The administration's request would fund 16 new crews for aerial surveillance drones along the border, to be there when agents can't. It would also give some money to Border Patrol for inter-agency cooperation and information sharing.
$364 million for temporary housing and screening of children and families by Border Patrol agents
Unaccompanied children are supposed to spend up to 72 hours in Border Patrol custody, but with the current overload, they're often spending much longer in temporary holding facilities. Some of this money would go to overtime for Border Patrol agents, while some would go to facilities or medical costs.
$1.8 billion for long-term housing for children under the Department of Health and Human Services
HHS' Office of Refugee Resettlement is responsible for securing long-term care for unaccompanied children while their cases make their way through immigration court. It's been overloaded for years, with many times more children it needs to house than it has beds available. (This is why children are now being kept in makeshift facilities on military bases, for example.) The administration wants an extra $1.8 billion for HHS — the bulk of its funding request — so that it can find sustainable housing for the children who have already been apprehended, while their cases make their way through court. Having sufficient resources would also help keep HHS from having to release children to relatives without doing background checks.

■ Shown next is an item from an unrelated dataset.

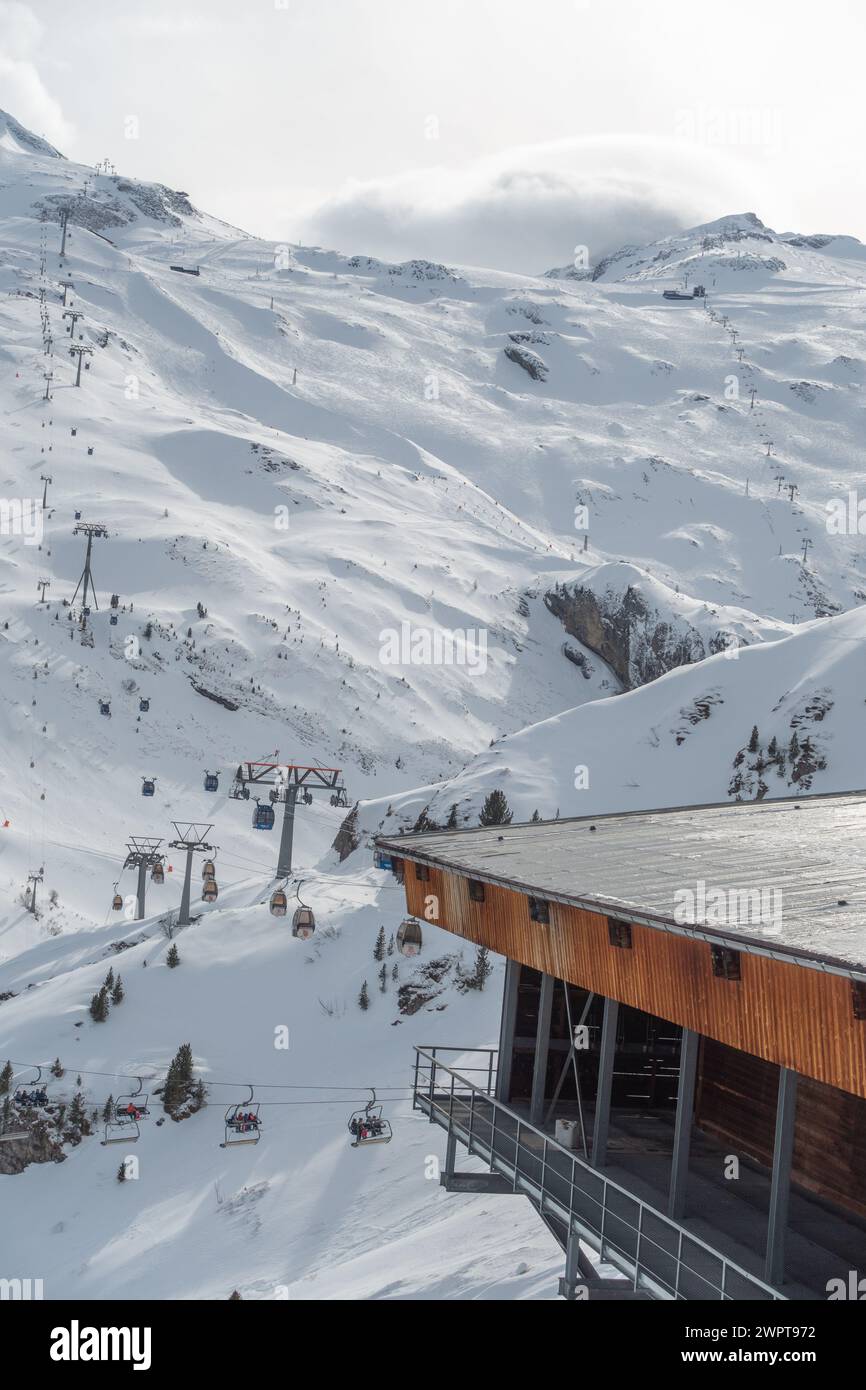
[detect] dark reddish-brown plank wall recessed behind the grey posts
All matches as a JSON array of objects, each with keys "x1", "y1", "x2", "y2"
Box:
[{"x1": 695, "y1": 1038, "x2": 866, "y2": 1216}]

$879 million to detain, prosecute, and deport migrant parents
The administration announced two weeks ago that it would start detaining most of the families apprehended at the border, and is racing to open facilities for family detention. This request includes $879 million to Immigration and Customs Enforcement for family detention, as well as alternatives to detention (such as ankle-bracelet monitoring). That money also includes funding for "prosecution capacity" in immigration court.
$64 million for quicker court cases for children and families
Under current law, all children, and most families, who are apprehended at the border need to go before an immigration judge before the government can deport them. But immigration judges have years-long backlogs, so it can take months or years for a case to be completed.
The administration wants to speed up the deportation court process. In this request, they ask for 40 new "immigration judge teams, for a 20 percent increase in the number of judges able to take cases.
The request also includes $15 million for legal representation for unaccompanied children — something that experts agree is very important to ensuring that kids understand the legal process and show up for their court dates. (In addition to the $64 million for the Department of Justice, the request includes $116 million to Immigration and Customs Enforcement for transportation of unaccompanied children.)
$295 million to reintegrate deportees and address root causes in Central America
The request would cover "efforts to repatriate and reintegrate" migrants after they're deported, support for Central American border security, and efforts to help address the root causes of the crisis — such as the violence driving children and families out of Central America to countries around the region.
$5 million for a media campaign telling families not to come to the US
Both the administration and its critics tend to claim that migrants are coming to the US because they're confused about US immigration law, and the administration has repeatedly made efforts to clear up that confusion by telling families that it is dangerous to come to the US and that they will not get legal status when they arrive. Now, their request includes $5 million to make that case in Mexico and Central America.